IP-5-2001 (October 2001)
Author: Beth I. Skinner
Enough studies! If this tax grab passes, it will add, at minimum, another three years until we even begin to fix the traffic problem on I-70. Despite the impression given, this proposal does not build a monorail, or anything else, in the mountain corridor. It is just another study replicating work being done by the Colorado and Federal Departments of Transportation. It will, however, cost every couple in Colorado about $40 out of their tax refunds.
Ever notice that the proponents of this tax increase only show artist conceptions of a mountain monorail and never a picture of an actual one from anywhere in the world? That’s because the technology the proponents are promising simply does not exist in the known universe. There is no rail system in the world that goes over mountaintops at 125 miles per hour. In fact, every monorail in existence is on flat land and only a few miles long.
A 300-mile magnetic levitation monorail system planned in Japan was dropped due to the estimated $200 million a mile cost and technical limitations. Germany recently canceled their plans also due to rising costs and environmental concerns. Las Vegas is currently building a three-mile monorail system on its flat land.
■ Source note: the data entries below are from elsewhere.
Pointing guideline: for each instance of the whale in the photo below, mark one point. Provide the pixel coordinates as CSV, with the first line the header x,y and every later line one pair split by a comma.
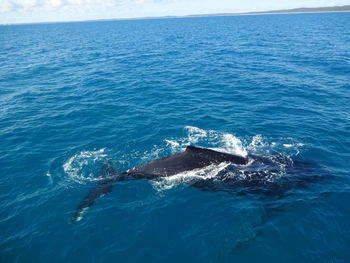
x,y
255,173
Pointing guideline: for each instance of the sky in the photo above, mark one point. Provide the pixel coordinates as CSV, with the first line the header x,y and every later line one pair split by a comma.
x,y
32,11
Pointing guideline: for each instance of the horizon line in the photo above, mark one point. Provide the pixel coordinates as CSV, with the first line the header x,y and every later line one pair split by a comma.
x,y
298,10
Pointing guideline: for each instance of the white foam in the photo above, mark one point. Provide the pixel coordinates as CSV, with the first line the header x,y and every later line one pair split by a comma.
x,y
187,177
224,142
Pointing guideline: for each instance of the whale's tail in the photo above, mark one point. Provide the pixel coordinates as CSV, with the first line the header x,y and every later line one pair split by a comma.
x,y
102,188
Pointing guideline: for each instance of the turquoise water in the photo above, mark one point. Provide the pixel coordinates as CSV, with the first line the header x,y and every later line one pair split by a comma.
x,y
76,95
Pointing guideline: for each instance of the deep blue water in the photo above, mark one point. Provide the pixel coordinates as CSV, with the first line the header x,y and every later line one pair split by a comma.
x,y
76,95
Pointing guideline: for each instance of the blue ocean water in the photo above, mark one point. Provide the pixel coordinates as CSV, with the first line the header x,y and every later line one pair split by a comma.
x,y
76,95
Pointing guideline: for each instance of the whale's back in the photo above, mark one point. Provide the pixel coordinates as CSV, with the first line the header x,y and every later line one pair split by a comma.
x,y
192,158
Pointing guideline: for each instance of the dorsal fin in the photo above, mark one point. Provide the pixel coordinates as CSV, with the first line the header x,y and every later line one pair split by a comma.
x,y
217,156
191,148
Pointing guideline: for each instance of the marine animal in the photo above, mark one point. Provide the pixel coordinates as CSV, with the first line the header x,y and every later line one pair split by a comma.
x,y
250,173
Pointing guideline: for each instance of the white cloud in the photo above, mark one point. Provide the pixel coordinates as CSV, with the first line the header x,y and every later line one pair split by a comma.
x,y
19,11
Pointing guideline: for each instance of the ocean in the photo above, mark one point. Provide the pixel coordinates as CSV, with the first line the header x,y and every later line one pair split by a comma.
x,y
74,96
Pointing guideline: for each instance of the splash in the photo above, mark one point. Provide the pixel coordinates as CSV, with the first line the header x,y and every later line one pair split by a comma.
x,y
188,177
215,140
83,167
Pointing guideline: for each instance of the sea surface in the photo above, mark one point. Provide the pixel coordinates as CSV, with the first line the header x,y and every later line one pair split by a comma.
x,y
74,96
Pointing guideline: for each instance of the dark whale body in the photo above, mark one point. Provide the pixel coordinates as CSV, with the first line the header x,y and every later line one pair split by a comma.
x,y
255,174
192,158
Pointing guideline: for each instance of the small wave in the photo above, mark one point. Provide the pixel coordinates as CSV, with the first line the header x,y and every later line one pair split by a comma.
x,y
83,166
215,140
188,177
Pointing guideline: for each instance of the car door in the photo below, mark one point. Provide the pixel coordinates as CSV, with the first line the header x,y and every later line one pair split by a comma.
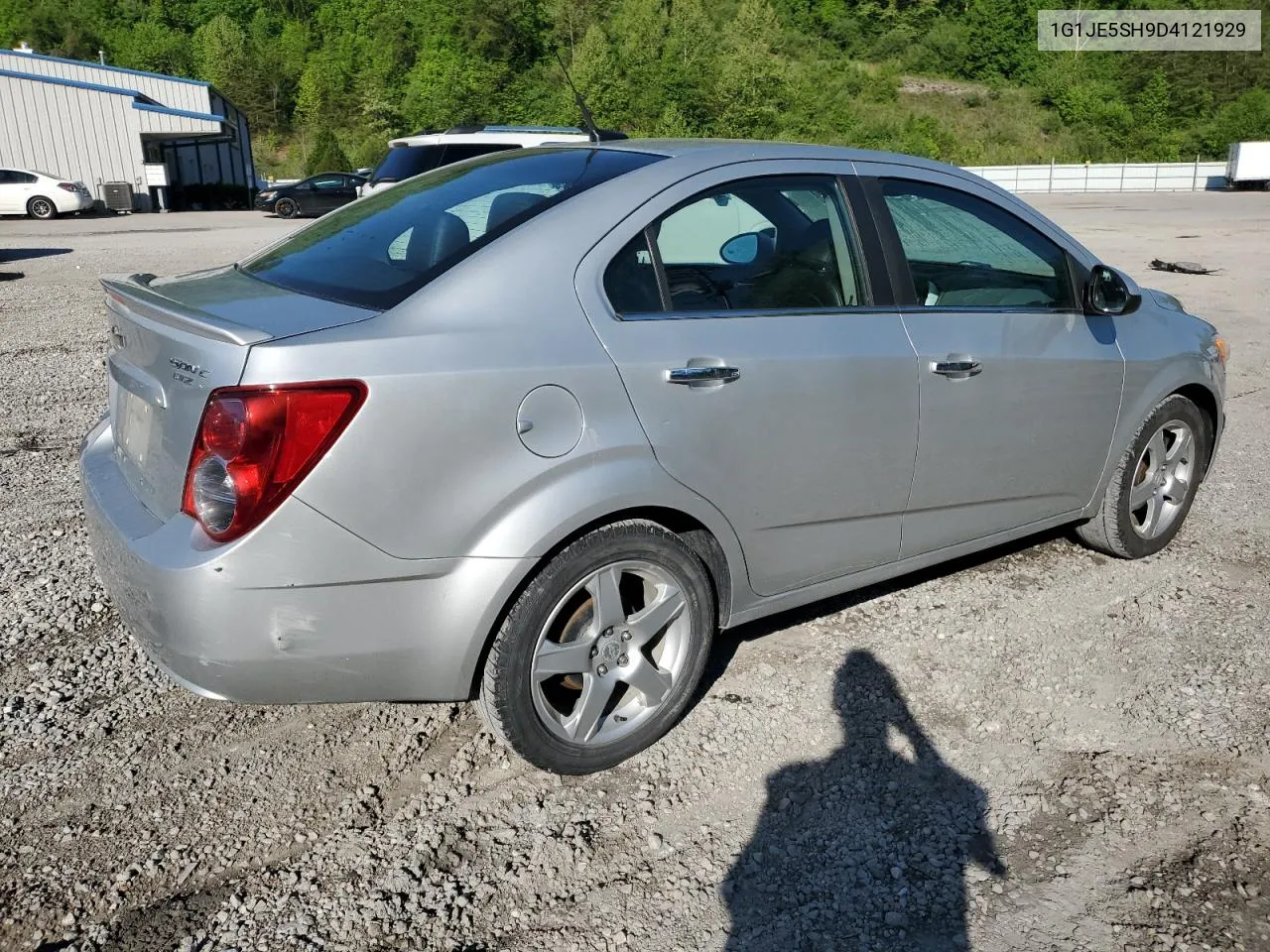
x,y
1020,390
349,189
326,193
12,193
765,373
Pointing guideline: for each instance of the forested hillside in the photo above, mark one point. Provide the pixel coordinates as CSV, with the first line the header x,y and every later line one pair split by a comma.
x,y
957,80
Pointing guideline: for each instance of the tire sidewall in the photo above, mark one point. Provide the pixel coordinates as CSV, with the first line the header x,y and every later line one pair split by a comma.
x,y
1175,408
513,694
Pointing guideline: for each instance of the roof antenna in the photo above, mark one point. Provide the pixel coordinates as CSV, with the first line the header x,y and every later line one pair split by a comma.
x,y
587,118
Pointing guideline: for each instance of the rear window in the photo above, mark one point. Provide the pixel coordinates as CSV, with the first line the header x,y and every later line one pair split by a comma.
x,y
381,249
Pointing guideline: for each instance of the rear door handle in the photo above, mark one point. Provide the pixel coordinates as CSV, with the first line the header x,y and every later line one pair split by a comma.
x,y
956,367
702,375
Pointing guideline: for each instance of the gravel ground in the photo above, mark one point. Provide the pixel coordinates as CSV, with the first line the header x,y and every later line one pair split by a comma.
x,y
1040,749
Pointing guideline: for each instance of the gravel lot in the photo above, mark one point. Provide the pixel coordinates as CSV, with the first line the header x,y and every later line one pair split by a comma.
x,y
1042,749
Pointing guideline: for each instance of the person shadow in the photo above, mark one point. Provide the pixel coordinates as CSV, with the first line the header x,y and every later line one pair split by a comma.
x,y
867,848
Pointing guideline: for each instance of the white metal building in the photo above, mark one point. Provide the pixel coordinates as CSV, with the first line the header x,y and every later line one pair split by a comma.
x,y
107,125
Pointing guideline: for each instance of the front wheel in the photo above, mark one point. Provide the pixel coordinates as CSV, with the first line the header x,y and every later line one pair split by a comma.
x,y
1155,483
601,653
42,208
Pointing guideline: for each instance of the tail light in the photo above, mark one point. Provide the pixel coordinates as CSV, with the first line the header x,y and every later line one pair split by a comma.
x,y
254,445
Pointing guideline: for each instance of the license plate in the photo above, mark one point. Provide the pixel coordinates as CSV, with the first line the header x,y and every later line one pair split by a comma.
x,y
136,428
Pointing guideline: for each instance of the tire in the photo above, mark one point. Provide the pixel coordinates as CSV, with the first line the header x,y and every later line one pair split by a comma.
x,y
656,633
42,208
1155,483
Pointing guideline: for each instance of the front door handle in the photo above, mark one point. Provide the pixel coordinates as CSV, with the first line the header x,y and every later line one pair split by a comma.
x,y
702,375
956,367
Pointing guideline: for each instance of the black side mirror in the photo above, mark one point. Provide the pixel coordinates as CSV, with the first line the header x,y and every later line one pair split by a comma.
x,y
1106,294
742,249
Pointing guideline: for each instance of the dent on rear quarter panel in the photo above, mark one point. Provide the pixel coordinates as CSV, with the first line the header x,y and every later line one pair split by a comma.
x,y
1162,352
434,461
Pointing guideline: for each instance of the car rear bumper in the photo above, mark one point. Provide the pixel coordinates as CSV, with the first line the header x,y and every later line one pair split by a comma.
x,y
299,611
68,202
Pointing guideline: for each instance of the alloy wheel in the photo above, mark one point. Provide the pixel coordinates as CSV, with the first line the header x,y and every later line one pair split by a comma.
x,y
1162,479
610,653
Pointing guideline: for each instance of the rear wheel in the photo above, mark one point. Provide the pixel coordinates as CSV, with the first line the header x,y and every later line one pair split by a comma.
x,y
41,207
599,655
1155,483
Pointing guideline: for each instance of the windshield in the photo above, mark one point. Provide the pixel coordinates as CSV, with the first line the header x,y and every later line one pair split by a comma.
x,y
381,249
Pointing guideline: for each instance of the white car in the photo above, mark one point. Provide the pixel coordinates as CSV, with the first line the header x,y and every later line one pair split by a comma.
x,y
423,151
40,194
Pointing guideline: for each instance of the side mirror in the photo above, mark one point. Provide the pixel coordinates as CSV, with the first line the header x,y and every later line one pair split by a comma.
x,y
1107,295
742,249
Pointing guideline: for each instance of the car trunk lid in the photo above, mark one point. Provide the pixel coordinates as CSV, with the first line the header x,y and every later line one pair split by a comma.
x,y
172,341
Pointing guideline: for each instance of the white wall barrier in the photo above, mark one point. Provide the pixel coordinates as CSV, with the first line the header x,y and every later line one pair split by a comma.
x,y
1106,177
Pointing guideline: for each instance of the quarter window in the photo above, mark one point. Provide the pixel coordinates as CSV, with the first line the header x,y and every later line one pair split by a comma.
x,y
769,244
964,252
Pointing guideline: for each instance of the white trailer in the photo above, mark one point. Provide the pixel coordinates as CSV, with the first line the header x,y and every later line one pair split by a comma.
x,y
1248,166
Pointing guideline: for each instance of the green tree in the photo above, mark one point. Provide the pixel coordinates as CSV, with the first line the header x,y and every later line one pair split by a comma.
x,y
749,90
325,154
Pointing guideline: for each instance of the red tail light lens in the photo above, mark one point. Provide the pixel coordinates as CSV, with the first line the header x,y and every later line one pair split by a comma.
x,y
254,445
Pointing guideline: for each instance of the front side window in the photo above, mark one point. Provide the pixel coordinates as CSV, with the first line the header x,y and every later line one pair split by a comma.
x,y
754,245
381,249
964,252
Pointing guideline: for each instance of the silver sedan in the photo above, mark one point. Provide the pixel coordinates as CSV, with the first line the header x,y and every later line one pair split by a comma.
x,y
529,429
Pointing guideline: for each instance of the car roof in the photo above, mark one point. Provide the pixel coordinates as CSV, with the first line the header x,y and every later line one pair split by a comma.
x,y
466,135
744,149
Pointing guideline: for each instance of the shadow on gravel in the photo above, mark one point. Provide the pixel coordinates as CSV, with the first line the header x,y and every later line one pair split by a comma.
x,y
867,848
26,254
164,923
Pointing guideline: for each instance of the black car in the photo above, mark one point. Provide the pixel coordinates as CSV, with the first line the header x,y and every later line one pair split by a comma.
x,y
317,194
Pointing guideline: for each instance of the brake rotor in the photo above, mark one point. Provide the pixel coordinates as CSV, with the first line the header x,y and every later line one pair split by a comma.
x,y
574,627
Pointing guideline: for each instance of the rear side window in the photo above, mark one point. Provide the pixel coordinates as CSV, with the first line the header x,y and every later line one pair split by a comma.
x,y
964,252
379,250
407,162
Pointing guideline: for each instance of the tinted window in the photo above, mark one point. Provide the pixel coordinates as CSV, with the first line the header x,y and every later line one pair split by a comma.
x,y
457,153
760,244
407,162
379,250
964,252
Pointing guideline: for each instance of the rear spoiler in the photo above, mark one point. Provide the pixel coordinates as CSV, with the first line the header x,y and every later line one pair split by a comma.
x,y
132,293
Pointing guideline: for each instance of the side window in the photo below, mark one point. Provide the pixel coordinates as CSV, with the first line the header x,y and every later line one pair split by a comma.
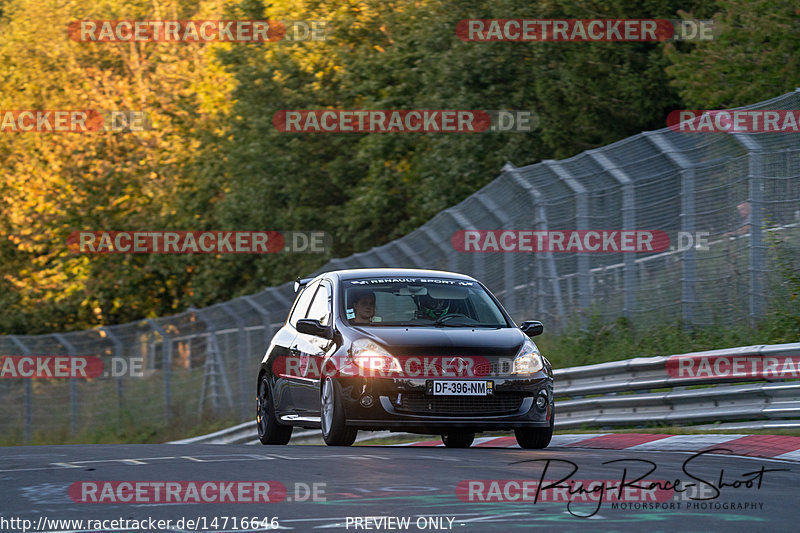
x,y
301,306
320,307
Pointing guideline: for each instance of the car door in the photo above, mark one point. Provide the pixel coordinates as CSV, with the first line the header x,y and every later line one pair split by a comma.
x,y
286,353
312,351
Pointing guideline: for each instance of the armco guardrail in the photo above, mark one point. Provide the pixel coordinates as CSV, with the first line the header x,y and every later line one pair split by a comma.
x,y
630,393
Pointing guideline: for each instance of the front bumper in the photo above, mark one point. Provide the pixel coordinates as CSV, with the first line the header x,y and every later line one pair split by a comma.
x,y
404,404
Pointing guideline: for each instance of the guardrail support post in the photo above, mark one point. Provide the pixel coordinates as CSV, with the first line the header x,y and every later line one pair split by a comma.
x,y
28,390
73,386
166,365
119,353
629,223
243,356
581,224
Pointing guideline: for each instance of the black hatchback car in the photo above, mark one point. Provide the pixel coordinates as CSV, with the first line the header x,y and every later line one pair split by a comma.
x,y
419,351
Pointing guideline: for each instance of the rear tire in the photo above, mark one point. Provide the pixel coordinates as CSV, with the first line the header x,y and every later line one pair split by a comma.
x,y
332,419
458,439
270,431
536,438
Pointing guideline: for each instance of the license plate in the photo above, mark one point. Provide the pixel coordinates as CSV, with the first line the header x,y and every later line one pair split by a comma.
x,y
460,388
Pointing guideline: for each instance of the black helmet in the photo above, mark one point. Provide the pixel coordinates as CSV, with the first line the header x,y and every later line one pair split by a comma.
x,y
433,308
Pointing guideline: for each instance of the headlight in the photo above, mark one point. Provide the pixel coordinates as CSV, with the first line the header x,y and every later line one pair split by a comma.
x,y
528,360
368,355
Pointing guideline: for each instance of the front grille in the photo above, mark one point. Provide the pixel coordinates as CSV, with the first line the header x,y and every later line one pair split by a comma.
x,y
422,404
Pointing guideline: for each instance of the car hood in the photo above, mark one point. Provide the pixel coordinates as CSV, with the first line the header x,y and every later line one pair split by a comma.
x,y
430,341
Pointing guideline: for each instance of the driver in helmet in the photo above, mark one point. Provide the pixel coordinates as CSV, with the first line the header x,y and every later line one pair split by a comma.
x,y
433,308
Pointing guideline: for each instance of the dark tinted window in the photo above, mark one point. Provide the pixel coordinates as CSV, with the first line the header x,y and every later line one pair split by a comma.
x,y
302,303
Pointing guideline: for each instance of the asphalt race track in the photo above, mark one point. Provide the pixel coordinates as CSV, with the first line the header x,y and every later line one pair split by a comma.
x,y
416,484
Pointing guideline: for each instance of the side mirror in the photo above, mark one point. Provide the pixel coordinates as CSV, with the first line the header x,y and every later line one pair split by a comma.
x,y
531,328
310,326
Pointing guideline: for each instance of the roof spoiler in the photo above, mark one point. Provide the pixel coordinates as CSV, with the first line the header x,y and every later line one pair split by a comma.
x,y
300,283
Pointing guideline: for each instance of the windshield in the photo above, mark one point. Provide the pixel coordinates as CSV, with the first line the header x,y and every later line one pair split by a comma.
x,y
440,302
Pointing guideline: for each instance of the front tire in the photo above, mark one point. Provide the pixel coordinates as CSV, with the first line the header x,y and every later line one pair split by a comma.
x,y
536,438
270,431
458,439
332,419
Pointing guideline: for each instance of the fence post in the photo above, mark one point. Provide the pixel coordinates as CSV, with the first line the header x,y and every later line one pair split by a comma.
x,y
755,179
166,365
581,224
213,367
629,223
73,386
688,259
243,355
118,352
28,390
548,270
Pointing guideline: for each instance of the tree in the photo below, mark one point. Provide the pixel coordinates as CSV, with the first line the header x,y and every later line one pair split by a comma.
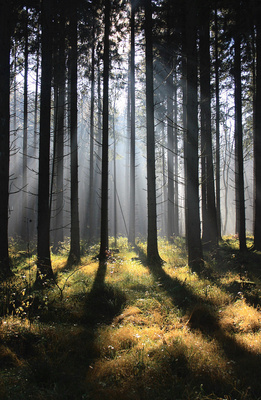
x,y
209,219
257,135
195,256
239,167
44,268
153,257
74,255
104,245
132,126
5,11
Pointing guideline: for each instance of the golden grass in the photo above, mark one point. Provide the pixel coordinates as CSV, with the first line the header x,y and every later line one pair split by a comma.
x,y
136,335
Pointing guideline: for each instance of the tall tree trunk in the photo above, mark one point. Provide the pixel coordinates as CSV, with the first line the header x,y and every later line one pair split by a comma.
x,y
239,168
209,219
218,203
24,219
153,257
175,149
257,135
74,255
4,133
132,127
195,256
59,140
91,186
104,245
44,268
170,117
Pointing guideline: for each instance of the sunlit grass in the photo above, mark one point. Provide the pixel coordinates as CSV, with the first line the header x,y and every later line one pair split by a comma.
x,y
134,332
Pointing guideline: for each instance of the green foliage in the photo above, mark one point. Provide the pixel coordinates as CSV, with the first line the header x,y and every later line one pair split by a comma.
x,y
123,330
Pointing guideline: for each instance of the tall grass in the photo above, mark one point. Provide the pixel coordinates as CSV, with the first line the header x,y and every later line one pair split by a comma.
x,y
123,330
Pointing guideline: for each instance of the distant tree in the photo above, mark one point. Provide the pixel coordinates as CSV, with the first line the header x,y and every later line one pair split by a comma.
x,y
152,241
5,20
209,218
74,255
239,165
44,268
257,134
195,256
132,124
104,245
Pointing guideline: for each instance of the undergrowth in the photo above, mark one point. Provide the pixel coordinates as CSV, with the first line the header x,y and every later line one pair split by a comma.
x,y
124,330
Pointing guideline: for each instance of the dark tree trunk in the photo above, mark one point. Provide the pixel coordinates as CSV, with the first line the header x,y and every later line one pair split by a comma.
x,y
24,219
195,257
4,133
257,137
132,127
44,268
218,204
170,115
74,255
209,219
91,186
239,168
59,140
105,136
152,242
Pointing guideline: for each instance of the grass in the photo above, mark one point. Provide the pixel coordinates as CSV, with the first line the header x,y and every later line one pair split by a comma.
x,y
124,330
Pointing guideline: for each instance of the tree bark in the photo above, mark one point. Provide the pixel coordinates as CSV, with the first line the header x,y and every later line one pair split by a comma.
x,y
239,168
74,255
104,245
132,127
209,219
4,134
195,256
153,257
44,268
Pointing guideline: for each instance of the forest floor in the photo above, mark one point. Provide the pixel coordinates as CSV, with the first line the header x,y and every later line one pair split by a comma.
x,y
123,330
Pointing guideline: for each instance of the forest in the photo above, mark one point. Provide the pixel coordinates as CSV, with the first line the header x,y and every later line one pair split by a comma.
x,y
130,172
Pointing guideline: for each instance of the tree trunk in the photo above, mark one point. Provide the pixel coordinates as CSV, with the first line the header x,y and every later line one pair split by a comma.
x,y
44,269
153,257
4,133
74,255
91,186
218,204
257,137
24,219
170,117
104,245
239,169
132,128
209,219
195,257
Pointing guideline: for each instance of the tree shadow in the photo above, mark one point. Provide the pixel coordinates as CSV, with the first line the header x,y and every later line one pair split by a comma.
x,y
203,317
61,355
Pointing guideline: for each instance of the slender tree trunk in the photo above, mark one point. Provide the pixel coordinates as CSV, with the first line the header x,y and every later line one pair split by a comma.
x,y
105,136
152,242
175,149
210,235
4,133
59,141
132,128
217,63
195,257
74,255
170,117
44,268
257,137
91,187
239,168
24,218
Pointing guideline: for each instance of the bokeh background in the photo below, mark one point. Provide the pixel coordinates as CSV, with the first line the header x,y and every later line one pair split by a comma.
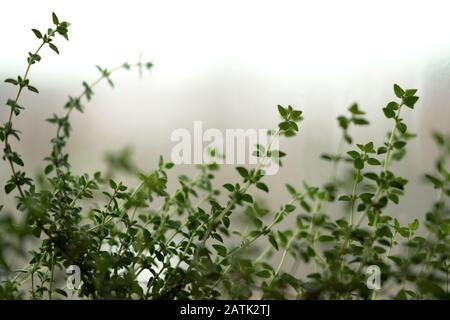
x,y
229,63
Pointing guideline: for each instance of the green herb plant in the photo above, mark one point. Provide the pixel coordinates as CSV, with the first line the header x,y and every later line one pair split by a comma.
x,y
145,242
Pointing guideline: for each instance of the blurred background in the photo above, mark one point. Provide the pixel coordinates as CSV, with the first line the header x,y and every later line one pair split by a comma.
x,y
229,63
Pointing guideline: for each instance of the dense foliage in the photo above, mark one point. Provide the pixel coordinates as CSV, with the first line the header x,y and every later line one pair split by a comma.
x,y
187,243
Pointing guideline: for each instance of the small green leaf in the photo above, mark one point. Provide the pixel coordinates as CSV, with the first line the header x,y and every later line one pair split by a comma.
x,y
263,274
242,171
53,47
221,250
37,33
373,162
399,92
229,187
262,186
55,19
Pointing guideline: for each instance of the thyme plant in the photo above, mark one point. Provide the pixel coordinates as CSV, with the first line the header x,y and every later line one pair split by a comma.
x,y
144,242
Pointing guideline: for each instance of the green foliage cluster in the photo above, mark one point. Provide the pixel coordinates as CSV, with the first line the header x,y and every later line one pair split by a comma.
x,y
186,241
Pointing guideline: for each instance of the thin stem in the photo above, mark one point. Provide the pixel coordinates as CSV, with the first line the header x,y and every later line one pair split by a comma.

It will cost approximately $162 million per mile to build and maintain.
Somehow the proponents of this tax increase want us to believe their promise that they can build a 170-mile system snaking around steep mountains with freezing conditions for only $25 million a mile.
This is not the first time Colorado taxpayers have been sold a “bill of goods” on fantasy transportation systems. In the early 1970’s the Regional Transportation District (RTD) promised to build a 90-mile system of Personal Rapid Transit, or PRT, to be completed by 1980. This was to be a system of small driverless cars on special track that would zip folks through the metro area at the push of a button. The taxpayers voted for it, and now we still have the tax but no PRT.
The baggage system at DIA was to be the first of its kind in the world. After causing a two-year delay and doubling the cost of the airport, it was scrapped. Will we be duped again?
The real solutions to the I-70 mess will include road improvements, bus rapid transit, congestion pricing (peak time tolling), high occupancy lanes, and competition. Let’s not spend more money on another study.